Chapter 2 discusses the detection of zonotic diseases using ensemble machine learning algorithms.
Chapter 3 provides machine learning model evaluation techniques.
Chapter 4 analyzes MSEIR and LSTM models for the prediction of COVID-19 using RMSLE.
Chapter 5 discusses the significance of feature selection techniques in machine learning.
Chapter 6 provides insight into the development of disease prediction systems using machine learning and deep learning.
Chapter 7 discusses the detection of diabetic retinopathy using ensemble learning techniques.
Chapter 8 presents a case study for medical analysis of heart disease using machine learning and deep learning.
Chapter 9 discusses a novel convolutional neural network model to predict software defects.
Chapter 10 familiarizes the reader with the process of predictive analysis on online television videos using machine learning algorithms.
Chapter 11 discusses a combinational deep learning approach to visually evoked EEG-based image classification.
Chapter 12 gives a comparative analysis of machine learning algorithms with balancing techniques for credit card fraud detection.
Chapter 13 describes crack detection in civil structures using deep learning.
Chapter 14 discusses measuring urban sprawl using machine learning.
Chapter 15 is all about the applications of deep learning algorithms in medical image processing.
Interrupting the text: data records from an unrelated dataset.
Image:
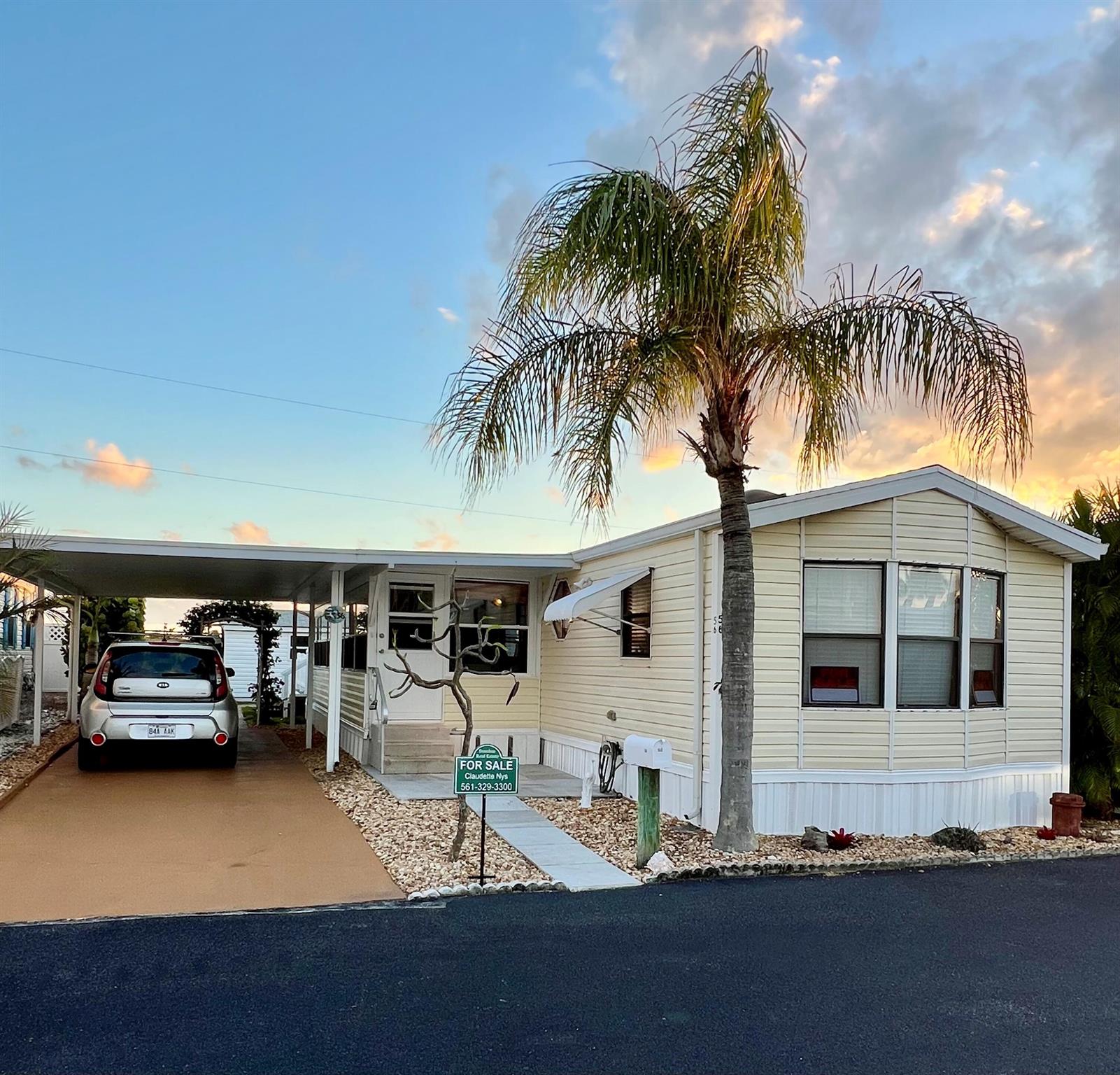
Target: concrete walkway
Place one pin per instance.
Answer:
(548, 848)
(182, 838)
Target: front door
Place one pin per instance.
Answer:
(409, 624)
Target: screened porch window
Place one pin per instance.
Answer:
(842, 639)
(503, 607)
(986, 640)
(929, 637)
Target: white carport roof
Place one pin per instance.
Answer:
(119, 568)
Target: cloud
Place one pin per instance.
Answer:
(665, 458)
(972, 202)
(249, 533)
(823, 82)
(111, 467)
(438, 540)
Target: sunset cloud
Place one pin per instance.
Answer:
(111, 467)
(663, 458)
(438, 540)
(249, 533)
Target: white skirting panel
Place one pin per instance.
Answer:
(527, 743)
(895, 804)
(350, 739)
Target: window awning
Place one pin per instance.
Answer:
(581, 601)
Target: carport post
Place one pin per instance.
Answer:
(335, 670)
(74, 673)
(41, 638)
(292, 683)
(309, 708)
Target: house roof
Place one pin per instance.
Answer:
(1019, 521)
(122, 568)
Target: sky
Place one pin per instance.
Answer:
(317, 201)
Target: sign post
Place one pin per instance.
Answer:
(486, 771)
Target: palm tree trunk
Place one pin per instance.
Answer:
(737, 692)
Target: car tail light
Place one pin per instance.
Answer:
(221, 683)
(101, 681)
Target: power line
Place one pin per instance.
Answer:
(215, 388)
(295, 489)
(275, 399)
Chapter 16 assists in understanding the simulation of self-driving cars based on deep learning.
Chapter 17 discusses assistive technologies for visual hearing and speech impairments using machine learning and deep learning solutions.
Chapter 18 provides insight into the role of deep learning in remote sensing.
Finally, I would like to express my heartfelt thanks to all authors, reviewers, and the team at Scrivener Publishing for their kind co-operation extended during the various stages of processing this book.
Pradeep Singh November 2021
1
Supervised Machine Learning: Algorithms and Applications
Shruthi H. Shetty*, Sumiksha Shetty†, Chandra Singh‡ and Ashwath Rao§
Department of ECE, Sahyadri College of Engineering & Management, Adyar, India
Abstract
The fundamental goal of machine learning (ML) is to inculcate computers to use data or former practice to resolve a specified problem. Artificial intelligence has given us incredible web search, self-driving vehicles, practical speech affirmation, and a massively better cognizance of human genetic data. An exact range of effective programs of ML already exist, which comprises classifiers to swot e-mail messages to study that allows distinguishing between unsolicited mail and non-spam messages. ML can be implemented as class analysis over supervised, unsupervised, and reinforcement learning. Supervised ML (SML) is the subordinate branch of ML and habitually counts on a domain skilled expert who “teaches” the learning scheme with required supervision. It also generates a task that maps inputs to chosen outputs. SML is genuinely normal in characterization issues since the aim is to get the computer, familiar with created descriptive framework. The data annotation is termed as a training set and the testing set as unannotated data. When annotations are discrete in the value, they are called class labels and continuous numerical annotations as continuous target values. The objective of SML is to form a compact prototype of the distribution of class labels in terms of predictor types. The resultant classifier is then used to designate class labels to the testing sets where the estimations of the predictor types are known, yet the values of the class labels are unidentified. Under certain assumptions, the larger the size of the training set, the better the expectations on the test set. This motivates the requirement for numerous area specialists or even different non-specialists giving names to preparing the framework. SML problems are grouped into classification and regression.